Enabling guest configuration audit capabilities through policy provides application teams with the ability to immediately consume the feature capabilities for their workloads with very little effort.
- Use Update Management in Azure Automation as a long-term patching mechanism, for both Windows and Linux VMs.
Enforcing configuration of update management through policy ensures all VMs are included in the patch management regimen, provides application teams with the ability to manage patch deployment for their VMs, and provides central IT with visibility and enforcement capabilities across all VMs.
- Use Azure Network Watcher to proactively monitor traffic flows via NSG Flow Logs v2.
The Network Watcher Traffic Analytics feature leverages NSG Flow Logs to provide deep insights into IP traffic within a virtual network, providing information critical for effective management and monitoring. Traffic Analytics provides information such as most communicating hosts, most communicating application protocols, most conversing host pairs, allowed/blocked traffic, inbound/outbound traffic, open internet ports, most blocking rules, traffic distribution per Azure datacenter, virtual network, subnets, or, rogue networks.
- Use resource locks to prevent accidental deletion of critical shared services.
- Use deny policies to supplement Azure RBAC assignments.
Deny policies are used to prevent deployment and configuration of resources that do not match defined standards by preventing the request from being sent to the Resource Provider. The combination of deny policies and RBAC assignments ensures the appropriate guard rails are in place to enforce who can deploy and configure resources and what resources they can deploy and configure.
- Include Service and Resource Health events as part of the overall platform monitoring solution.
Tracking service and resource health from the platform perspective is an important component of resource management in Azure.
- Do not send raw logs entries back to on premise monitoring systems, but instead adopt the principal of “data born in Azure, stays in Azure”.
2. Planning for Application Management and Monitoring
Expanding on the previous section, this next section will now consider the federated management and monitoring of customer application workloads, touching on how application teams can operationally maintain their application workloads.
Design Considerations
- Application monitoring can use dedicated Log Analytics workspaces.
- For applications that are deployed to virtual machines, logs should be stored centrally to the dedicated Log Analytics workspace from a platform perspective, and application teams can access the logs subject to the RBAC they have on their applications/virtual machines.
- Application performance and health monitoring for both IaaS and PaaS resources.
- Data aggregation across all application components.

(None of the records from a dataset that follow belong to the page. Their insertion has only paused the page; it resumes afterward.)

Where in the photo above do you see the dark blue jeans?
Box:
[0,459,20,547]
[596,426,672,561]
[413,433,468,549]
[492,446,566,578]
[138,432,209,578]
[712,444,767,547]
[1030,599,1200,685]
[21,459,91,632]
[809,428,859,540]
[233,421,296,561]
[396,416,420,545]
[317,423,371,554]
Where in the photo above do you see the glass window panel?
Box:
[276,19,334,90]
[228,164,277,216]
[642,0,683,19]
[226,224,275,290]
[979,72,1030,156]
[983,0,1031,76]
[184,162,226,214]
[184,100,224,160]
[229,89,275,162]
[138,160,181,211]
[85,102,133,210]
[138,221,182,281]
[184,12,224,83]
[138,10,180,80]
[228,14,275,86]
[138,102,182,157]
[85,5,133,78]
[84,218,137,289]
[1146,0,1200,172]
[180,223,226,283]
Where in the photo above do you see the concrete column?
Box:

- Health modelling and operationalization
- How to measure the health of the workload and its subsystems; “traffic light” model for health representation.
- How to respond to failures across application components.
Design Recommendations
- Use a centralized Log Analytics workspace to collect logs and metrics from IaaS and PaaS application resources, and control log access with RBAC.

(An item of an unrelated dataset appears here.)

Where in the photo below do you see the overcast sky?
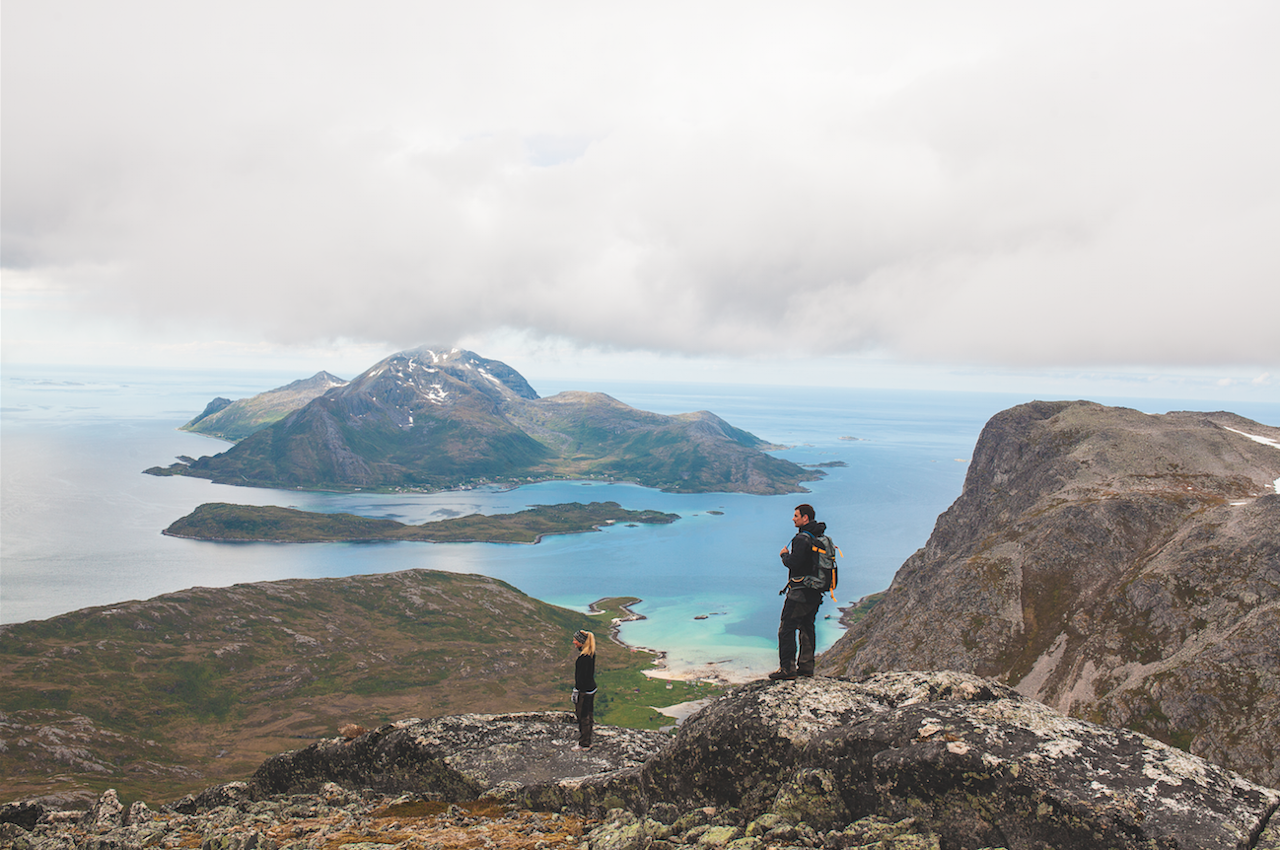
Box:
[0,0,1280,398]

- Use Azure Monitor Metrics for time sensitive analysis.
Metrics in Azure Monitor are stored in a time-series database which is optimized for analyzing time-stamped data. This makes metrics particularly suited for alerting and fast detection of issues. They can tell you how your system is performing but typically need to be combined with logs to identify the root cause of issues.
- Use Azure Monitor Logs for insights and reporting.
Logs contain different kinds of data organized into records with different sets of properties and are especially useful for performing complex analysis across data from a variety of sources, such as performance data, events, and traces.
- Use shared storage accounts within the “Landing Zone” for Azure Diagnostic Extension log storage when required.
- Leverage Azure Monitor Alerts for the generation of operational alerts.
Azure Monitor Alerts provides a unified experience for alerting on metrics and logs, and leverages features such as action groups and smart groups for advanced management and remediation capabilities.